Errors and error-correction in plant and animal genomes
Current sequencing methods produce large amounts of data, but plant and animal genome assemblies based on these data are often woefully incomplete. The genomes are almost always draft-quality, with a lot of missing data, many gaps, and many errors in the published sequences. These incomplete and error-filled assemblies result in many annotation errors, especially in the number of genes present in a genome. In this talk I discuss the extent of such errors, showing huge numbers of errors in the number of genes predicted from draft assemblies, with more than half of all genes having the wrong number of copies in the draft genomes examined. I then present multiple approaches for dealing with these errors, from statistical corrections of the data you have to entirely new methods for doing genome assembly. The work presented here suggests that many inferences based on published plant and animal genomes may be erroneous, but offer a way forward for future analyses.
Professor Matthew Hahn
Matthew Hahn received a BS degree from Cornell University a PhD from Duke University under the mentorship of Professor Mark Rausher.

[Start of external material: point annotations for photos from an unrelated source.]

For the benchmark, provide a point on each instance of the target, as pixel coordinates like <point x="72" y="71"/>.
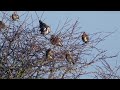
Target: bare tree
<point x="28" y="50"/>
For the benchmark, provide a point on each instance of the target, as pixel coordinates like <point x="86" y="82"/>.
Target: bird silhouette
<point x="55" y="40"/>
<point x="44" y="28"/>
<point x="85" y="37"/>
<point x="15" y="16"/>
<point x="69" y="57"/>
<point x="2" y="25"/>
<point x="49" y="54"/>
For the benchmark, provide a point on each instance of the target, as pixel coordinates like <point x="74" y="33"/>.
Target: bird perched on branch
<point x="44" y="28"/>
<point x="85" y="37"/>
<point x="55" y="40"/>
<point x="49" y="54"/>
<point x="2" y="25"/>
<point x="69" y="57"/>
<point x="15" y="16"/>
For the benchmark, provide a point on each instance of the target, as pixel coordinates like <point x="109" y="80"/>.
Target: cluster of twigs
<point x="23" y="51"/>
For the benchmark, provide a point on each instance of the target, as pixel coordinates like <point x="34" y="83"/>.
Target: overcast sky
<point x="91" y="22"/>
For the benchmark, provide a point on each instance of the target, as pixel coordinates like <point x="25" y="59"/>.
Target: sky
<point x="91" y="22"/>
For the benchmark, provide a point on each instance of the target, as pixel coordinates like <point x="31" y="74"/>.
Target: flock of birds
<point x="55" y="40"/>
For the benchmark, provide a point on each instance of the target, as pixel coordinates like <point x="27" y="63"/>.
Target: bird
<point x="85" y="37"/>
<point x="44" y="28"/>
<point x="69" y="57"/>
<point x="15" y="16"/>
<point x="55" y="40"/>
<point x="2" y="25"/>
<point x="49" y="54"/>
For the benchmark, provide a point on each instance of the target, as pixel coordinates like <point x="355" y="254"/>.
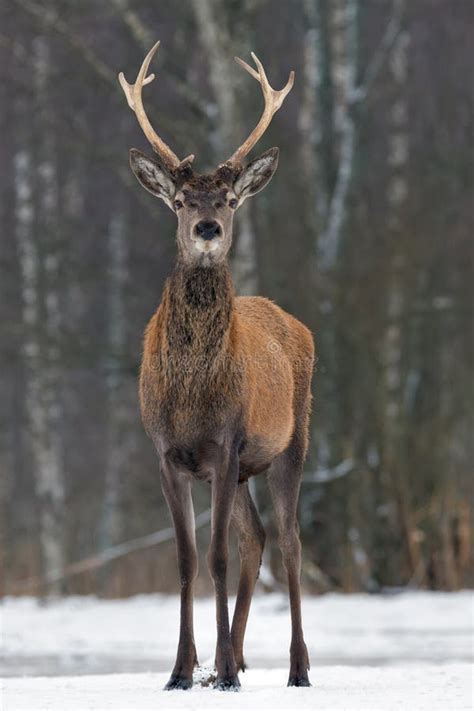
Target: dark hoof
<point x="229" y="684"/>
<point x="297" y="680"/>
<point x="177" y="682"/>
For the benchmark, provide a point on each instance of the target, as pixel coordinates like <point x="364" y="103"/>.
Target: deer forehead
<point x="204" y="197"/>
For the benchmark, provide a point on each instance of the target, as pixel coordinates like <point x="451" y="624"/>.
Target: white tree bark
<point x="345" y="73"/>
<point x="119" y="425"/>
<point x="40" y="387"/>
<point x="393" y="344"/>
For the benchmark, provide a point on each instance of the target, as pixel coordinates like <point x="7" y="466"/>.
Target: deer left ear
<point x="256" y="175"/>
<point x="153" y="175"/>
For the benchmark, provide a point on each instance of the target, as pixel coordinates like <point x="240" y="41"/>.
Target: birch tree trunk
<point x="36" y="191"/>
<point x="119" y="426"/>
<point x="394" y="461"/>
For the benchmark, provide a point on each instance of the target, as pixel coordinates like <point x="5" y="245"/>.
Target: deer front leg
<point x="224" y="486"/>
<point x="177" y="491"/>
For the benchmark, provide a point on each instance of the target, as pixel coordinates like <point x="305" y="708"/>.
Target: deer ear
<point x="153" y="175"/>
<point x="256" y="175"/>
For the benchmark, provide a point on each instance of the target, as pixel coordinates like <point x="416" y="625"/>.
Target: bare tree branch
<point x="106" y="556"/>
<point x="382" y="52"/>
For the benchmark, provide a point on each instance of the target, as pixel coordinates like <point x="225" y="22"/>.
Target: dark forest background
<point x="365" y="234"/>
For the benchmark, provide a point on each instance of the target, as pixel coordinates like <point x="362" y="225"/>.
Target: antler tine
<point x="273" y="101"/>
<point x="133" y="94"/>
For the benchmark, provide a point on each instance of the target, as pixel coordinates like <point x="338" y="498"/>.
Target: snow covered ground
<point x="406" y="652"/>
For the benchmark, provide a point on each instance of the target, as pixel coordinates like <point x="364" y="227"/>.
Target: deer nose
<point x="208" y="229"/>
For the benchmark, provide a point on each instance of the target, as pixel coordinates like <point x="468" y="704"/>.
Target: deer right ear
<point x="154" y="176"/>
<point x="256" y="175"/>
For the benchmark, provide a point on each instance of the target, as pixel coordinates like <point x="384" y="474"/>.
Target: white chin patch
<point x="206" y="246"/>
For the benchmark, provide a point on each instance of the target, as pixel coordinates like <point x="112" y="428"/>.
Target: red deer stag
<point x="224" y="388"/>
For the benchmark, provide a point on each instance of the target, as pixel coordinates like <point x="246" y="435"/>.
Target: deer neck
<point x="198" y="303"/>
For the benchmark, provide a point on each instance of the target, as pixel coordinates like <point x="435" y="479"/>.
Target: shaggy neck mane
<point x="198" y="305"/>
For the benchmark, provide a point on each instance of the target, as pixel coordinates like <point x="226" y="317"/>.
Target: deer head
<point x="203" y="204"/>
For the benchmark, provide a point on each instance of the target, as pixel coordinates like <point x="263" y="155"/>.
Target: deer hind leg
<point x="177" y="491"/>
<point x="251" y="537"/>
<point x="284" y="478"/>
<point x="224" y="488"/>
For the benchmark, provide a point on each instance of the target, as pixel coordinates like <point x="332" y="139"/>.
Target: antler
<point x="133" y="94"/>
<point x="273" y="101"/>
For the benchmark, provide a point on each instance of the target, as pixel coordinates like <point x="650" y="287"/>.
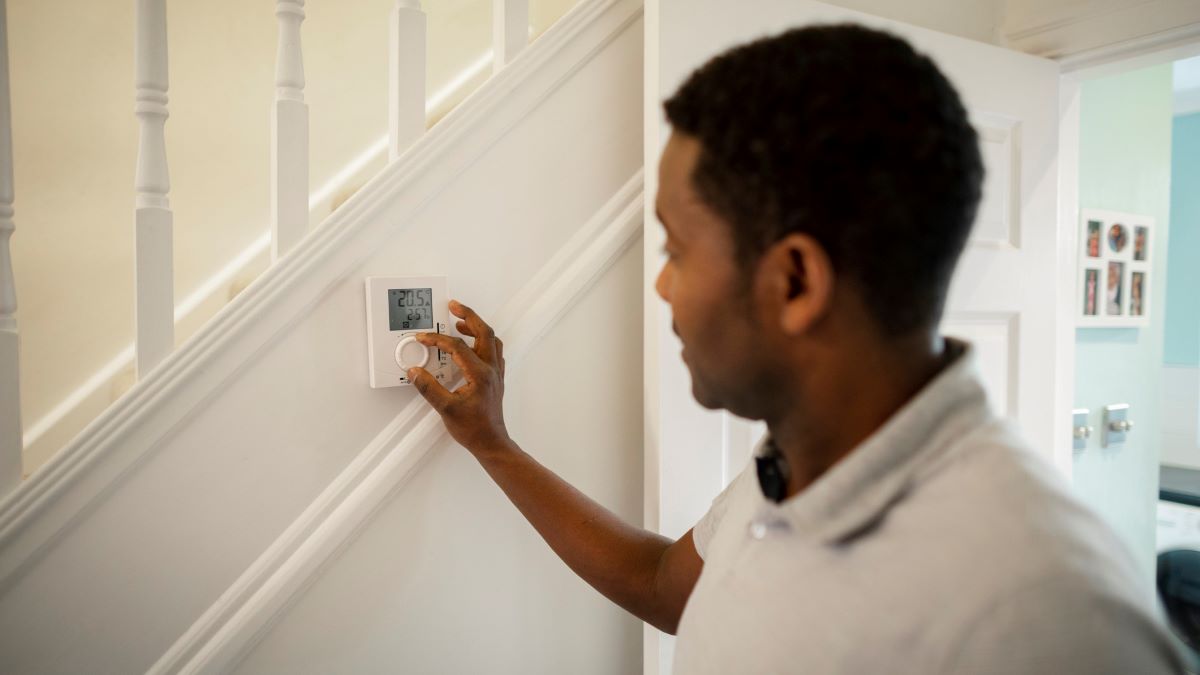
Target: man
<point x="816" y="193"/>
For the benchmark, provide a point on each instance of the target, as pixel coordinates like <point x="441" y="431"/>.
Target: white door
<point x="1003" y="297"/>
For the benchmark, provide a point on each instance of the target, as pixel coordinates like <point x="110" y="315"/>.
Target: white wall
<point x="124" y="579"/>
<point x="449" y="578"/>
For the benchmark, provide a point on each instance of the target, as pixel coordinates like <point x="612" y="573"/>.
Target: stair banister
<point x="510" y="30"/>
<point x="406" y="76"/>
<point x="10" y="374"/>
<point x="289" y="135"/>
<point x="154" y="275"/>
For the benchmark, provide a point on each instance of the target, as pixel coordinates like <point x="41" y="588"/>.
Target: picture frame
<point x="1115" y="274"/>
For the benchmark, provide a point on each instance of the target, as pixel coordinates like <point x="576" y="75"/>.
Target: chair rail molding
<point x="85" y="471"/>
<point x="233" y="625"/>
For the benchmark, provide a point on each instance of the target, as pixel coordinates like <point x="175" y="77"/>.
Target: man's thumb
<point x="429" y="387"/>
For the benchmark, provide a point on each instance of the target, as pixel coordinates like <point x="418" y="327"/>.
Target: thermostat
<point x="397" y="309"/>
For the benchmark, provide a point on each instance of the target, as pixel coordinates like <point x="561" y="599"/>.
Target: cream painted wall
<point x="75" y="141"/>
<point x="142" y="559"/>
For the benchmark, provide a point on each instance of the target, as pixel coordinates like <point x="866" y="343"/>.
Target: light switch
<point x="1116" y="424"/>
<point x="1079" y="429"/>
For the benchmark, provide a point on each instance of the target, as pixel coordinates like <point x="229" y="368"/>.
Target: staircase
<point x="250" y="505"/>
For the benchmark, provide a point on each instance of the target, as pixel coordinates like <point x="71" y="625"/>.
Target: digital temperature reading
<point x="411" y="309"/>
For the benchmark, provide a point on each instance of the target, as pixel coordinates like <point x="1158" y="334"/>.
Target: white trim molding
<point x="1091" y="33"/>
<point x="78" y="477"/>
<point x="234" y="623"/>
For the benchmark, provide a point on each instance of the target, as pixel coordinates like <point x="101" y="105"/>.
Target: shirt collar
<point x="858" y="490"/>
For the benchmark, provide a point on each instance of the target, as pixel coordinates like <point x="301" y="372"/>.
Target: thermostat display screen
<point x="411" y="309"/>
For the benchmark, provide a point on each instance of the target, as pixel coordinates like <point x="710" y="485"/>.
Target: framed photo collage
<point x="1114" y="269"/>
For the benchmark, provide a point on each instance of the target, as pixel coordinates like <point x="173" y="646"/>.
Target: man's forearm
<point x="618" y="560"/>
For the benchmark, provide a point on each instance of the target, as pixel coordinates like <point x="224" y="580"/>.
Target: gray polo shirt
<point x="941" y="544"/>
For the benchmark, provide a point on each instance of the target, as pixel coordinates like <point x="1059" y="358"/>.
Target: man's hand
<point x="473" y="413"/>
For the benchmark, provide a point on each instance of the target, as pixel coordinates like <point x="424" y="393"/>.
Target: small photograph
<point x="1093" y="238"/>
<point x="1091" y="288"/>
<point x="1113" y="297"/>
<point x="1119" y="237"/>
<point x="1140" y="243"/>
<point x="1137" y="281"/>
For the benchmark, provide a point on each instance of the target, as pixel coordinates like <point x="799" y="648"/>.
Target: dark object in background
<point x="1179" y="587"/>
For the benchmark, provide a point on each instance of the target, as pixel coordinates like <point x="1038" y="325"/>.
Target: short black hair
<point x="852" y="137"/>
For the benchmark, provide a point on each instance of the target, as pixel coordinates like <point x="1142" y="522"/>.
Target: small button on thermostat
<point x="411" y="353"/>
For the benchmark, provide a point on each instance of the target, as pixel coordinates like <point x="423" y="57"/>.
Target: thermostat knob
<point x="411" y="353"/>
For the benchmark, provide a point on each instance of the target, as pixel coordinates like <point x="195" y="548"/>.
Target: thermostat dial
<point x="411" y="353"/>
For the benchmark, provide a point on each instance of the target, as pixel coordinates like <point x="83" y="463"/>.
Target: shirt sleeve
<point x="702" y="532"/>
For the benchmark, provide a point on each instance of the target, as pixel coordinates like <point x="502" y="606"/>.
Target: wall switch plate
<point x="1079" y="429"/>
<point x="1116" y="424"/>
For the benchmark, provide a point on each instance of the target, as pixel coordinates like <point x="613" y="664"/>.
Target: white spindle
<point x="154" y="274"/>
<point x="510" y="30"/>
<point x="10" y="380"/>
<point x="406" y="89"/>
<point x="289" y="135"/>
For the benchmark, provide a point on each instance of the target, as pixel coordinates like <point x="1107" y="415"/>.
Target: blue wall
<point x="1125" y="166"/>
<point x="1181" y="342"/>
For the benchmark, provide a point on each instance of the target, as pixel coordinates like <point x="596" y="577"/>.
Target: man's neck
<point x="849" y="399"/>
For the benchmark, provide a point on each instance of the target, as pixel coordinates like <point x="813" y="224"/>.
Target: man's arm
<point x="647" y="574"/>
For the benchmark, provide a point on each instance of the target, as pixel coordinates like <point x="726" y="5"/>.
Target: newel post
<point x="406" y="76"/>
<point x="10" y="381"/>
<point x="154" y="268"/>
<point x="289" y="135"/>
<point x="510" y="30"/>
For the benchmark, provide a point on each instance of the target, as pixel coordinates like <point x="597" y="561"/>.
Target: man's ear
<point x="799" y="275"/>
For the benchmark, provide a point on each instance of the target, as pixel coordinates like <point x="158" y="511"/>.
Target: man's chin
<point x="706" y="399"/>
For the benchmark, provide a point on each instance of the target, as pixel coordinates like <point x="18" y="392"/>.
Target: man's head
<point x="819" y="184"/>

From 2003 to 2005, he held a US National Science Foundation postdoctoral fellowship to work at the University of California, Davis with Professors Charles Langley and John Gillespie. He is a Professor in the Department of Biology and the Department of Computer Science at Indiana University, where he has held a faculty position since 2005. His research interests include bioinformatics, genomics, population genetics, and phylogenetics. He is an author or coauthor on more than 130 publications in these areas, as well as two books, Introduction to Computational Genomics (Cambridge University Press, 2007) and Molecular Population Genetics (Oxford University Press, 2018). He has received a US National Science Foundation CAREER award (2009) and a fellowship from the Alfred P. Sloan Foundation (2010-2012), and was recently elected a fellow of the American Association for the Advancement of Science (2018).